Language: When children constantly have pacifiers in their mouths, their opportunities to use language are limited.

Hearing: Prolonged and frequent pacifier use is a risk factor in the development of ear infections. Repeated ear infections can cause difficulty with speech development, and increase the risk of hearing loss.

Feeding: Pacifier use promotes an immature sucking pattern, which can affect a child’s feeding and swallowing development. If children develop an open bite from pacifier use, they are unable to bite foods from the center of their teeth.

When should the pacifier be eliminated?

Most research shows that pacifiers should be taken away by age 2. However, many doctors and speech-language pathologists believe they should be eliminated around 1 year. Why do we advise taking it away at age 1? It is usually easier, for both parents and baby. By age 2, most children have become very emotionally attached to their pacifiers, often using them as transitional objects.

How can the pacifier be replaced?

Start using a small blanket or stuffed animal as a transitional object, such as a lovey.
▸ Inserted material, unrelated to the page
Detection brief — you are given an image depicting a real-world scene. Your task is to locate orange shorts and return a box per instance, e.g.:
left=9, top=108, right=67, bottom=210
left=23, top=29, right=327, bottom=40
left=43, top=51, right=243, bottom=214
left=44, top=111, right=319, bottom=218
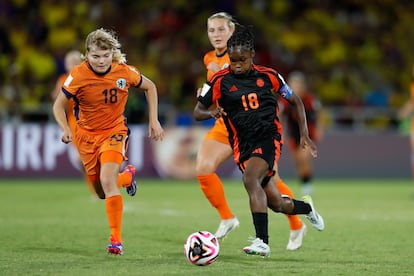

Take your child to Build-a-Bear and drop the pacifier in the bear before it is sewn together, and then your child can use the bear as a transitional object.

References

Barbosa, C., Vasquez, S., Parada, M. A., Gonzalez, J. C., Jackson, C., Yanex, N. D., Gelave, B., Fitzpatrick, A. L. (2009). The relationship of bottle feeding and other sucking behaviors with speech disorder in Patagonian preschoolers. BMC Pediatrics, 9(66).

Bashara, S., Warren, J., Broffitt, B., Levy, S. (2006). Changes in the prevalence of nonnutritive sucking patterns in the first 8 years of life. American Journal of Orthodontics and Dentofacial Orthopedics, 130(1), 31-36.
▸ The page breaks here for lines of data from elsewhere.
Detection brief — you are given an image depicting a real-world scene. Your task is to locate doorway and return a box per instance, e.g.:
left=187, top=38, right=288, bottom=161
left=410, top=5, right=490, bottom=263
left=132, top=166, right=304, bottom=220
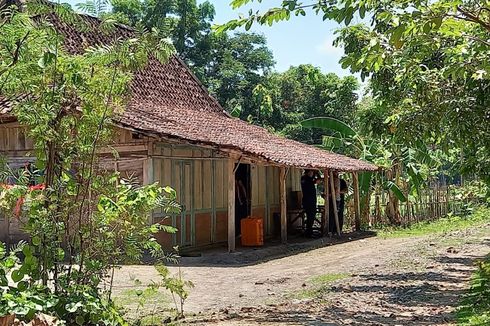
left=235, top=163, right=252, bottom=236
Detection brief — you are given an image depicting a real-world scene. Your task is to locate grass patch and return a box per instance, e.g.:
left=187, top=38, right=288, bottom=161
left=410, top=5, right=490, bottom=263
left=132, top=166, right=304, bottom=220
left=378, top=208, right=490, bottom=238
left=287, top=273, right=350, bottom=300
left=457, top=255, right=490, bottom=326
left=114, top=288, right=176, bottom=325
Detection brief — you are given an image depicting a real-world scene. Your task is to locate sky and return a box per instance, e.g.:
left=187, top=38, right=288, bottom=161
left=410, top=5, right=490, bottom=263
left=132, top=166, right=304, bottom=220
left=64, top=0, right=355, bottom=76
left=203, top=0, right=350, bottom=76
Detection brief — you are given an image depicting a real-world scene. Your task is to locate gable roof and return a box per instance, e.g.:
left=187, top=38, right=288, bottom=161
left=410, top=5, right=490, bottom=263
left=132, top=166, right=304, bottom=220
left=0, top=6, right=377, bottom=171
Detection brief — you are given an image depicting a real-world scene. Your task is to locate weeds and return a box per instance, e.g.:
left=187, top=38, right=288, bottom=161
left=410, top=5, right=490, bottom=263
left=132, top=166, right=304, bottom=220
left=378, top=207, right=490, bottom=238
left=457, top=255, right=490, bottom=326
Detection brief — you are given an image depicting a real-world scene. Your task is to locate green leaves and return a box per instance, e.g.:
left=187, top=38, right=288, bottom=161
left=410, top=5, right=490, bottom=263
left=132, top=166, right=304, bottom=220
left=386, top=181, right=407, bottom=202
left=301, top=117, right=357, bottom=138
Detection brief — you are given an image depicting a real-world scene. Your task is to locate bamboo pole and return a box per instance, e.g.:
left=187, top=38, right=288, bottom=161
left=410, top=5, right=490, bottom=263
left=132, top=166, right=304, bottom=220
left=279, top=167, right=288, bottom=243
left=227, top=159, right=236, bottom=252
left=330, top=171, right=341, bottom=236
left=322, top=169, right=330, bottom=235
left=352, top=172, right=361, bottom=231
Zardetto, C. & Rodrigues, C. (2002). Effects of different pacifiers on the primary dentition and oromyofunctional structures of preschool children. Journal of Pediatric Dentistry, 24(6).

Hanafin, F. & Griffiths, P. (2002). Does pacifier use cause ear infections in young children? British Journal of Community Nursing, 7(4):206, 208-11.

Jacoby, R. (2013). Why and when you should wean your child off pacifiers. New York Family.

Peck, P. (200). Continuous pacifier use linked to ear infections. WebMD.

Sexton, S. & Natale. (2009). Risks and Benefits of Pacifiers. Am Fam Physician, 79(8):681-685.

Shotts, L. L., McDaniel, D. M., & Neeley, R. A. (2008). The Impact of Prolonged Pacifier Use on Speech Articulation: A Preliminary Investigation. Contemporary Issues in Communication Science and Disorders, 35(Spring), 72-75.